Democratic Nationwide Conference Chair Ken Martin on Saturday doubled down on his ultimatum for rogue Vice Chair David Hogg: Take a neutrality pledge or step down.
“Party officers have one job: to be fair stewards of a process that invites every Democrat to the table — regardless of personal views or allegiances,” Martin mentioned.
After weeks of infighting about how the hobbled social gathering ought to transfer ahead, Martin laid out his longstanding imaginative and prescient on Saturday in a put up on X and referred to as out Hogg, who precipitated an uproar final month after he instructed POLITICO that he would fund Democratic primaries for “ineffective, asleep-at-the-wheel” Democrats.
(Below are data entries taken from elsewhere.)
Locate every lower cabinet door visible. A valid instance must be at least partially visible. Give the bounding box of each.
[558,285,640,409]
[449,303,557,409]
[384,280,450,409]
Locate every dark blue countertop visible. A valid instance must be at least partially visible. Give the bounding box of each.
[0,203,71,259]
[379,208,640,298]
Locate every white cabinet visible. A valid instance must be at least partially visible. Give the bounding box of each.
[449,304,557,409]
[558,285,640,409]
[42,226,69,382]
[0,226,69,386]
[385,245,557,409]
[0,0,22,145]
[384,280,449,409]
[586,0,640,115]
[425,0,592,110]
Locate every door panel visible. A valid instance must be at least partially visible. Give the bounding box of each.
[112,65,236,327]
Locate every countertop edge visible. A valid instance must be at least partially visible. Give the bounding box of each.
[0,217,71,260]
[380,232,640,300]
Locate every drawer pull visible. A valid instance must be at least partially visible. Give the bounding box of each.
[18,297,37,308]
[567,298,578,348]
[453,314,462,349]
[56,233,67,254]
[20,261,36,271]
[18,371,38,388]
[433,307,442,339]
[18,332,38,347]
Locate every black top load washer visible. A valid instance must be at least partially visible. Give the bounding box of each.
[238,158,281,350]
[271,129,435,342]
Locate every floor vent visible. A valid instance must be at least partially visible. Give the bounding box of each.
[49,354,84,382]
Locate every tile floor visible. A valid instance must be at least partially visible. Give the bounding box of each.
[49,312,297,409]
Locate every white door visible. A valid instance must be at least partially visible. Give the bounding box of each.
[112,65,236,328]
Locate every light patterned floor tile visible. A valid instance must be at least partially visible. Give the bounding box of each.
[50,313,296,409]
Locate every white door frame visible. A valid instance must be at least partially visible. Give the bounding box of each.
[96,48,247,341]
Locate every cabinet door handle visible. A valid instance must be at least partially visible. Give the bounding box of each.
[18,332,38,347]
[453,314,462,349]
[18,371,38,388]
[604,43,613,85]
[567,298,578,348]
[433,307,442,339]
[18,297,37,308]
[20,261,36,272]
The assertion comes hours after it was reported by POLITICO that Hogg privately pitched a compromise to his social gathering in latest days. He proposed a so-called inner firewall through which he would keep on as vice chair however be barred from accessing inner committee details about races so long as he was supporting challengers.
“Some critics have wrongly framed this as an effort to shut people out of the party or to discourage contested primaries,” Martin wrote. “Let me be unequivocally clear: That’s not only false, it’s the opposite of what I stand for.”
Martin, as many social gathering officers prior to now have argued, mentioned that the pledge permits for a fairer course of with out interference from social gathering management.
Within the prolonged thread, Martin talked about Hogg by title, saying he respects the 25-year-old activist-turned DNC vice chair.
“When I ran for DNC Chair, I ran on a platform of democratizing the party,” he wrote. “Those reforms weren’t about any one person, and they certainly aren’t about me versus David Hogg. … Long before David was ever involved in politics, I was pushing reforms within our Democratic Party.”
Martin added that once you lead the establishment that calls “balls and strikes, you don’t get to also swing the bat.”
“I am more committed than ever to introduce the slate of structural reforms that enshrine these values into the official rules of the Democratic Party,” Martin mentioned. “These reforms will require all party officers — including myself — to remain neutral in primaries.”